14. My concern is the bulge on his side. Lengthwise it goes from his side fin to almost his top fin and widthwise it goes from the bottom of him to just over his mid section, so just more than half his width. It developed a few weeks ago, out of nowhere. When I turned on the light right now and he was at the top I can see the light in it, like it's an air bubble so it's not a solid growth. It doesn't prevent him from going to the bottom and staying down there. But his demeanor is a bit stressed.

15. I don't test my water parameters, am I supposed to with this type of setup?

16. N/A

17. He's 2 years old and like all the other bettas he kind of just sat there due to the cramped confines of his cup but he did move around when we picked his cup up to get a good look at him.
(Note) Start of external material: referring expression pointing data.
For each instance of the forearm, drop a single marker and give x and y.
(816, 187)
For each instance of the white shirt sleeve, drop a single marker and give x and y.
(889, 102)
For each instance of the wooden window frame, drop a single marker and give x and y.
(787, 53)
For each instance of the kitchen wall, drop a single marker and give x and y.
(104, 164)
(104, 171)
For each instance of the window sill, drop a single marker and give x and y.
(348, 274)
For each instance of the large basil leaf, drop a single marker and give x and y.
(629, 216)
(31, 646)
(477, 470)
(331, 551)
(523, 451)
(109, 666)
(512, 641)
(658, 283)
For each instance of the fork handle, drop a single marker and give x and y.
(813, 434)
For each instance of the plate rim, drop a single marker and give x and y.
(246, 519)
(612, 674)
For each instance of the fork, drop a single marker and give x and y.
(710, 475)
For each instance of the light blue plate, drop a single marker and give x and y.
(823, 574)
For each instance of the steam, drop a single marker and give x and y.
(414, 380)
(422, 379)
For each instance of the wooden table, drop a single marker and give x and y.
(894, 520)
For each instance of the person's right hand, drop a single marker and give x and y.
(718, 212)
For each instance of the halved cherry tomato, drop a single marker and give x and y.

Please help! I'm afraid if this bulge gets any bigger it's going to pop and that wouldn't be good.


----------



## beweeb

Betta baby i think you should add money too your list of requirements


----------



## Flashygrrl

*Re: betta with bulge in its side*



Irene said:


> Here are the answers to the questions:
> 1. I have a 1 gal. triangular-shaped tank bought at Petco that comes with an air stone and tube, light andno actual filter.
> 
> 2. I use tap water that I dechlorinate with Wardley Watercare Chlor Out
> and also a few drops of Stress Coat.
> 
> 3. This has been the setup ever since we've had this fish, 2 years. I have natural aquarium rocks, approx. bean sized.
> 
> 4. He is a single occupant, he ate 2 ghost shrimp and a cloud fish 2 years ago.
> 
> 5. He has a plastic plant, the real one turned to mush. The plastic one has been in the tank for a year.
> 
> 6. The temperature is room temp. When I change it I make sure, by touch, that it's not too warm and not too cold.
> 
> 7. No filter, just the air stone that came with the tank.
> 
> 8. What is a CO2 unit? I guess since I don't know the answer would be no.
> 
> 9. It receives natural sunlight light all day long, indirectly. It's not sitting directly in the sun.
> 
> 10. The last water change was done a 1 1/2 weeks ago.
> 
> 11. I change the water approx. once a month. The tank doesn't really get dirty. I noticed that the plant leaves have gunk on them after just cleaning them, which is odd, so I know somethings up.
> 
> 12. I feed my fish once a day in the evening, either Betta Bits or Blood worms, the blood worms not that often. This has been the only food I've ever used for my fish.
> 
> 13. The lighting is the light the came with the tank and I don't really keep it on because he starts to get all aggressive because he sees his reflection and starts to attack the glass.
> 
> 14. My concern is the bulge on his side. Lengthwise it goes from his side fin to almost his top fin and widthwise it goes from the bottom of him to just over his mid section, so just more than half his width. It developed a few weeks ago, out of nowhere. When I turned on the light right now and he was at the top I can see the light in it, like it's an air bubble so it's not a solid growth. It doesn't prevent him from going to the bottom and staying down there. But his demeanor is a bit stressed.
> 
> 15. I don't test my water parameters, am I supposed to with this type of setup?
> 
> 16. N/A
> 
> 17. He's 2 years old and like all the other bettas he kind of just sat there due to the cramped confines of his cup but he did move around when we picked his cup up to get a good look at him.
> 
> Please help! I'm afraid if this bulge gets any bigger it's going to pop and that wouldn't be good.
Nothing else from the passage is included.